Possible integral values of $|z|$

Question

Consider the complex number $z$ such that $|z-3|+|z|+|z+3|=12$. Then number of possible integral values of $|z|$ is/are

Try: Using Triangle Inequality $$\bigg|z_{1}+z_{2}+z_{3}\bigg|\leq |z_{1}|+|z_{2}|+|z_{3}|$$

So $$\bigg|(z-3)+z+(3+z)\bigg|\leq |z-3|+|z|+|z+3|=12$$

So $$|3z|\leq 12\Rightarrow |z|\leq 4$$.

i have seems that only $z=4$ satisfy

I did not understand how can i calculate that only $z=4$ satusfy the given eqution.

could some help me , Thanks

Answer 1

By triangle inequality $12 = |z -3| + |z| + |z+3| \ge |z-3 + z + z+3| = 3|z|$

So $|z| \le 4$

And $12= |z-3| + |z| + |z+3| \le |z| + |3| + |z| + |z| + 3 = 3|z| + 6$

So $|z| \ge 2$

so $|z| = 2,3,4$.

If $z = \pm 4$ then $|z-3| + |z| +|z+3| = 1+4 + 7 = 12$.

If $z = \pm 2i$ then $|z-3| + |z| + |z+3| = \sqrt{2^2 + 3^2} + 2 + \sqrt {2^2 + 3^2} = 12$.

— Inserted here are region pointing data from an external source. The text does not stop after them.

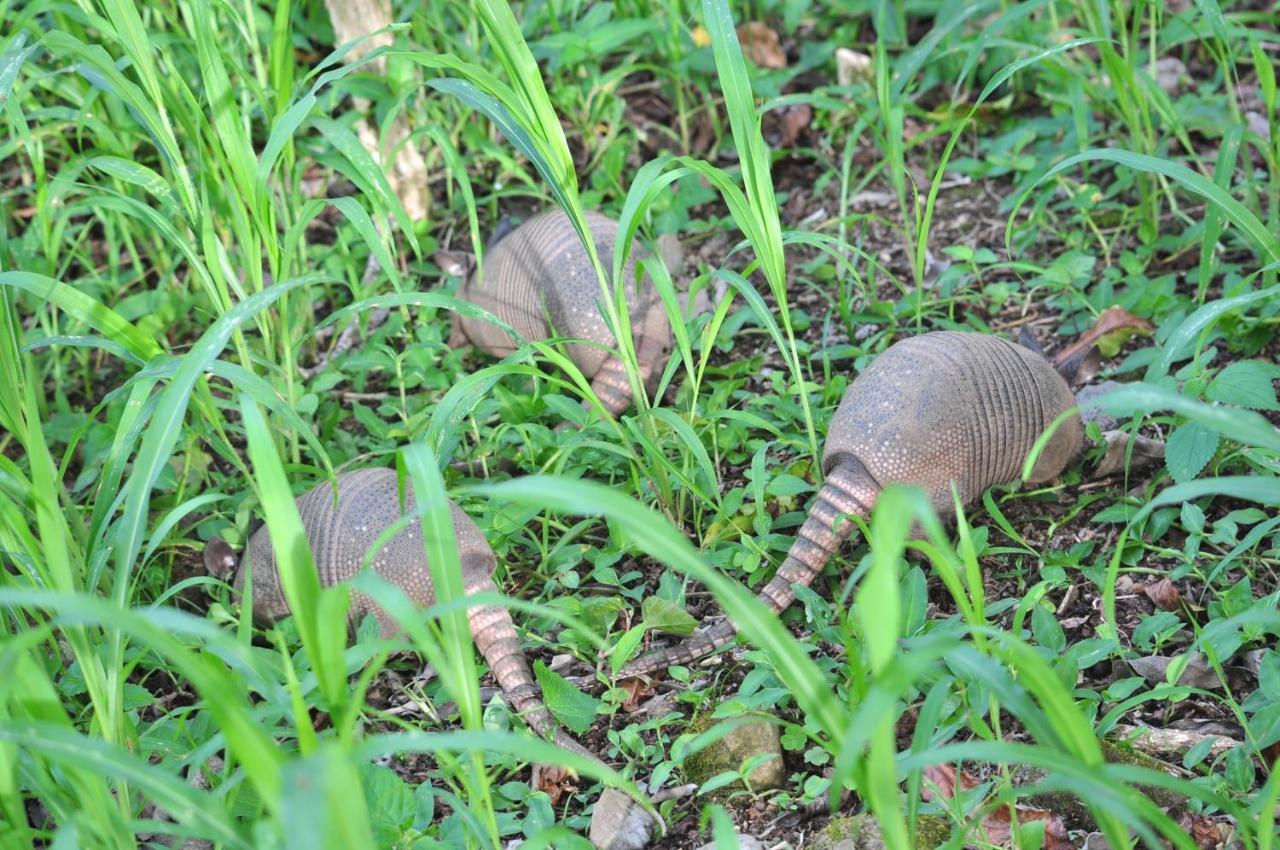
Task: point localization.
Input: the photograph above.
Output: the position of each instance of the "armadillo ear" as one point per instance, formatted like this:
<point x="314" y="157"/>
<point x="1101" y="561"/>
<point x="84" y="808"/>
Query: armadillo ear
<point x="219" y="558"/>
<point x="1079" y="368"/>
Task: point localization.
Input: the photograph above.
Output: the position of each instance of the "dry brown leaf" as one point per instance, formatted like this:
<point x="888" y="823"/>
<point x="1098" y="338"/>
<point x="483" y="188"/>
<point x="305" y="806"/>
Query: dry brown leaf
<point x="1207" y="833"/>
<point x="999" y="822"/>
<point x="1165" y="595"/>
<point x="1112" y="328"/>
<point x="762" y="45"/>
<point x="1197" y="673"/>
<point x="554" y="781"/>
<point x="851" y="65"/>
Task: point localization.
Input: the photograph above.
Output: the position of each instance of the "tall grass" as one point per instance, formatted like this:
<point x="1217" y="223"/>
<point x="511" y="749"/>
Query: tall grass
<point x="168" y="149"/>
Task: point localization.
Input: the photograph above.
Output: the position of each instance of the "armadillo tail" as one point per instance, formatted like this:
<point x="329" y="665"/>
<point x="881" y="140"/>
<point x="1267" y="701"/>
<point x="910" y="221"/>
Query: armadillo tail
<point x="703" y="643"/>
<point x="496" y="638"/>
<point x="848" y="492"/>
<point x="612" y="387"/>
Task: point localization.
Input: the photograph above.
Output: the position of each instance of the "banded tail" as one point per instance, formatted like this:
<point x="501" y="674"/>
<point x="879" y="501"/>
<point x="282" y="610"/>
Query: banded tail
<point x="848" y="492"/>
<point x="496" y="638"/>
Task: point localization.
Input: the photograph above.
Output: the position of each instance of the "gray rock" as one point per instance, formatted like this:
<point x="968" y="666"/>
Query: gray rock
<point x="730" y="753"/>
<point x="620" y="823"/>
<point x="744" y="842"/>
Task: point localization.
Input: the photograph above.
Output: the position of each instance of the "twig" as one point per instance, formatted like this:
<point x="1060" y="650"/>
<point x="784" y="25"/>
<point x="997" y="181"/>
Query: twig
<point x="351" y="333"/>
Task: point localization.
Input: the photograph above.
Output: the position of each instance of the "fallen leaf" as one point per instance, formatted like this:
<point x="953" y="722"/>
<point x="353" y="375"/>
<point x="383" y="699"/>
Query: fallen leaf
<point x="1165" y="595"/>
<point x="1112" y="328"/>
<point x="795" y="119"/>
<point x="554" y="781"/>
<point x="999" y="826"/>
<point x="762" y="45"/>
<point x="999" y="821"/>
<point x="1197" y="673"/>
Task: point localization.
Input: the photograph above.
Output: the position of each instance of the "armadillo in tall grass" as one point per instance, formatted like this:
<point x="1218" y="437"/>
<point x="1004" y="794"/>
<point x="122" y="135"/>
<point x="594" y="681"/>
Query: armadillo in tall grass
<point x="937" y="410"/>
<point x="341" y="535"/>
<point x="539" y="279"/>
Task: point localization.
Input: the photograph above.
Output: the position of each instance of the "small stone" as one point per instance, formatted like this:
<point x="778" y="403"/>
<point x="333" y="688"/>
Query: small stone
<point x="730" y="753"/>
<point x="744" y="842"/>
<point x="862" y="832"/>
<point x="1170" y="73"/>
<point x="853" y="65"/>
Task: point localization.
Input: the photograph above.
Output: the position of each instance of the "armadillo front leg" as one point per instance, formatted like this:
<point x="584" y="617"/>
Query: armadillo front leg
<point x="848" y="492"/>
<point x="612" y="387"/>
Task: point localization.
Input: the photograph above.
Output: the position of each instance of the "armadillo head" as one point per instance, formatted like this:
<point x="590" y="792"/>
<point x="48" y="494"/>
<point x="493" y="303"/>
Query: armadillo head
<point x="220" y="562"/>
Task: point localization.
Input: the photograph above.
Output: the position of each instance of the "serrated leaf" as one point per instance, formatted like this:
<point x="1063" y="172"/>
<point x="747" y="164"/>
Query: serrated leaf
<point x="1189" y="448"/>
<point x="664" y="615"/>
<point x="574" y="709"/>
<point x="1247" y="383"/>
<point x="391" y="801"/>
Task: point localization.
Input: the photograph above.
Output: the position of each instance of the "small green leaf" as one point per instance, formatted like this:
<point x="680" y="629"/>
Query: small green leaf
<point x="664" y="615"/>
<point x="625" y="648"/>
<point x="1189" y="448"/>
<point x="786" y="485"/>
<point x="574" y="709"/>
<point x="391" y="801"/>
<point x="1247" y="383"/>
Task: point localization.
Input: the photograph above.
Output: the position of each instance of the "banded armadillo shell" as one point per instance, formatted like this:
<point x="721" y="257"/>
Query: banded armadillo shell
<point x="539" y="279"/>
<point x="954" y="407"/>
<point x="341" y="534"/>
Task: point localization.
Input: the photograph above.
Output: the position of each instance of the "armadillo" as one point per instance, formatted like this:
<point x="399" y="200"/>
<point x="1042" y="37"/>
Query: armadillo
<point x="937" y="410"/>
<point x="539" y="279"/>
<point x="339" y="537"/>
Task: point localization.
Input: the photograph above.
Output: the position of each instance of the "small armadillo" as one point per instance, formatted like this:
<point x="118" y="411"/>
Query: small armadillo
<point x="339" y="537"/>
<point x="935" y="410"/>
<point x="539" y="279"/>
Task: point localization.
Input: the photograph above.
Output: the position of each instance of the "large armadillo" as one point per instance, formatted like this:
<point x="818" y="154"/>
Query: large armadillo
<point x="539" y="279"/>
<point x="935" y="410"/>
<point x="341" y="535"/>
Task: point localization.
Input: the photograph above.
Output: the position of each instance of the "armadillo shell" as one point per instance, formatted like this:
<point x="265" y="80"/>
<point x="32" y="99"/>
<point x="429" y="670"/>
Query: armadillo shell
<point x="954" y="407"/>
<point x="341" y="535"/>
<point x="540" y="280"/>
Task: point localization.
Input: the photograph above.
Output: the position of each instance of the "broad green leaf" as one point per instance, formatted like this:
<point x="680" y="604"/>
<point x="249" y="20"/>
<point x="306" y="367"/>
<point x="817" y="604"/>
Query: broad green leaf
<point x="1247" y="383"/>
<point x="1189" y="448"/>
<point x="668" y="616"/>
<point x="574" y="709"/>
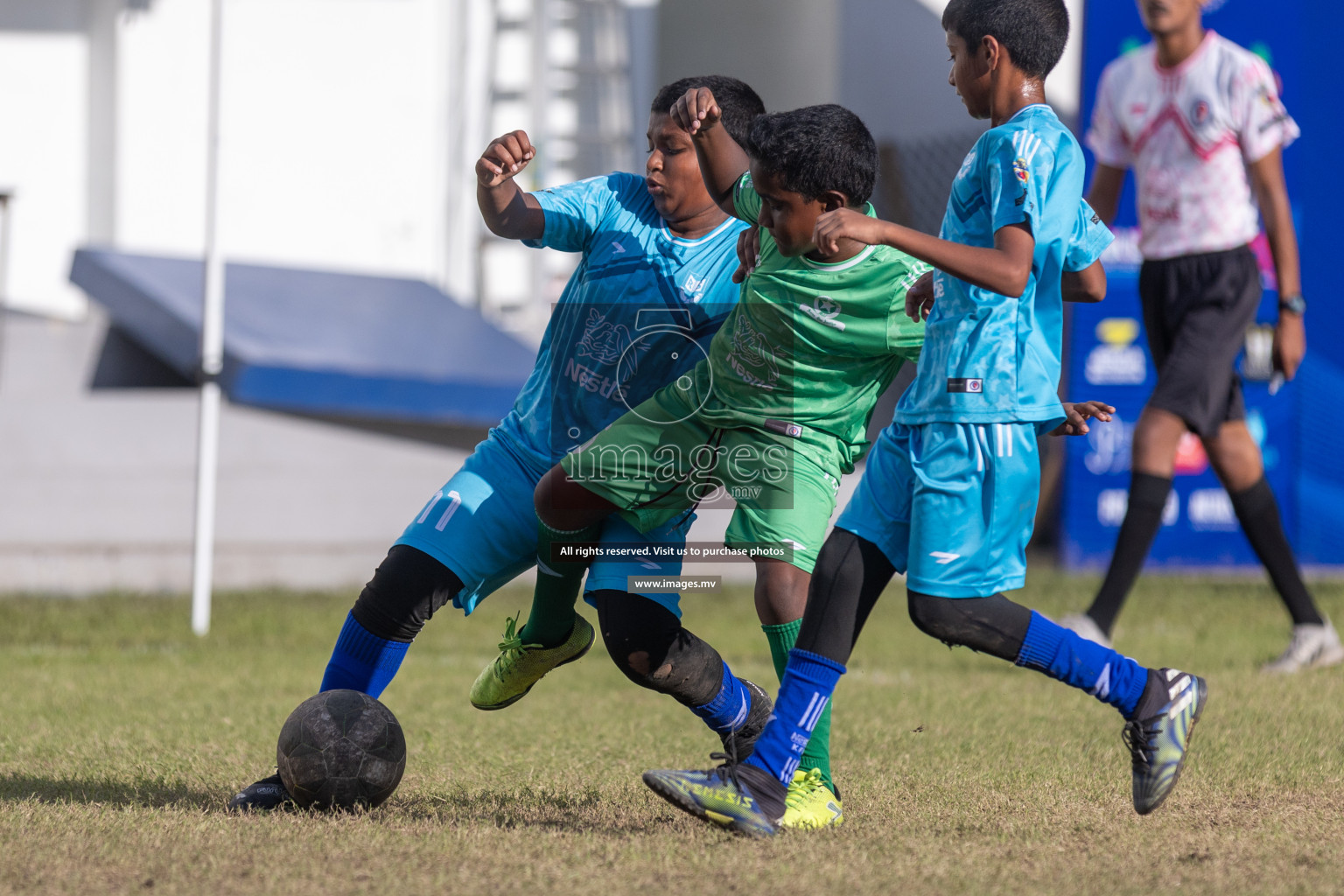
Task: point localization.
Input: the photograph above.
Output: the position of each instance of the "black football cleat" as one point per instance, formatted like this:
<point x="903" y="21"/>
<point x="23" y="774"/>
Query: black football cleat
<point x="262" y="795"/>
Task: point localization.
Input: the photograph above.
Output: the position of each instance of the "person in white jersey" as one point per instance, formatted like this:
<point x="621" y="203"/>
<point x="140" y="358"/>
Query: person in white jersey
<point x="1200" y="122"/>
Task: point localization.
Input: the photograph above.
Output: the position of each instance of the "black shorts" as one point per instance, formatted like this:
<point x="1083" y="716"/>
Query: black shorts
<point x="1196" y="309"/>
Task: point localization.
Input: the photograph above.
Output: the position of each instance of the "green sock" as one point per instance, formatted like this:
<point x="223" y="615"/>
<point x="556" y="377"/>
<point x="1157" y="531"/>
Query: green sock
<point x="551" y="618"/>
<point x="817" y="755"/>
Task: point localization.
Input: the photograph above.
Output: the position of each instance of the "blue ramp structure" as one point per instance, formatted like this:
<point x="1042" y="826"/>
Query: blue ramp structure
<point x="343" y="346"/>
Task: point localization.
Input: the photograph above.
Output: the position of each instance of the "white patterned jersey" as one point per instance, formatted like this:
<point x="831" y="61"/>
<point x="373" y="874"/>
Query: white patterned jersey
<point x="1188" y="133"/>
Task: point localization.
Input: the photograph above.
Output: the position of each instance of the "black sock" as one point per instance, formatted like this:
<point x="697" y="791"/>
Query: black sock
<point x="850" y="577"/>
<point x="1258" y="514"/>
<point x="1143" y="519"/>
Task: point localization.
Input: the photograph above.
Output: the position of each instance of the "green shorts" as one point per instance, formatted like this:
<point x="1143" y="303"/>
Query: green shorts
<point x="668" y="454"/>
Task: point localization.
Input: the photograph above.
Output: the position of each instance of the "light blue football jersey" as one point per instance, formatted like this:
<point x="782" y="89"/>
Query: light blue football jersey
<point x="637" y="313"/>
<point x="987" y="358"/>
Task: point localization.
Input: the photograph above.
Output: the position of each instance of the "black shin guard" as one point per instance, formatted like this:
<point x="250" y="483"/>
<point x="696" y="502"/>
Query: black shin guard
<point x="990" y="625"/>
<point x="405" y="592"/>
<point x="845" y="584"/>
<point x="1144" y="516"/>
<point x="649" y="647"/>
<point x="1256" y="511"/>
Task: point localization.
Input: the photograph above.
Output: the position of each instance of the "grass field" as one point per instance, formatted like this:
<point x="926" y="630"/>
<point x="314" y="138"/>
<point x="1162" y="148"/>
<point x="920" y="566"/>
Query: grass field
<point x="122" y="735"/>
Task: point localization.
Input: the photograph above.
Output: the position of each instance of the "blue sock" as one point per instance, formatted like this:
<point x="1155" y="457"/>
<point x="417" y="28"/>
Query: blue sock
<point x="729" y="710"/>
<point x="363" y="662"/>
<point x="1065" y="655"/>
<point x="807" y="687"/>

To solve for $|z| = 3$ we need $z = a + bi$ and $\sqrt{(a+3)^2 + b^2} + 3 + \sqrt{(a-3)^2 + b^2}=12$ or $\sqrt{(a+3)^2 + b^2} + \sqrt{(a-3)^2 + b^2}=9$ and there are infinitely many solutions to that.

Answer 2

Continue your work a bit more with the triangle inequality: $12 \le |z|+3 + |z|+3 + |z|\implies 6 \le 3|z| \implies |z| \ge 2$ . Thus $2 \le |z| \le 4$ or $|z| \in [2,4]$ . And if you are looking for the integer values of $|z|$, then $|z| = 2, 3, 4$ are the only possible values.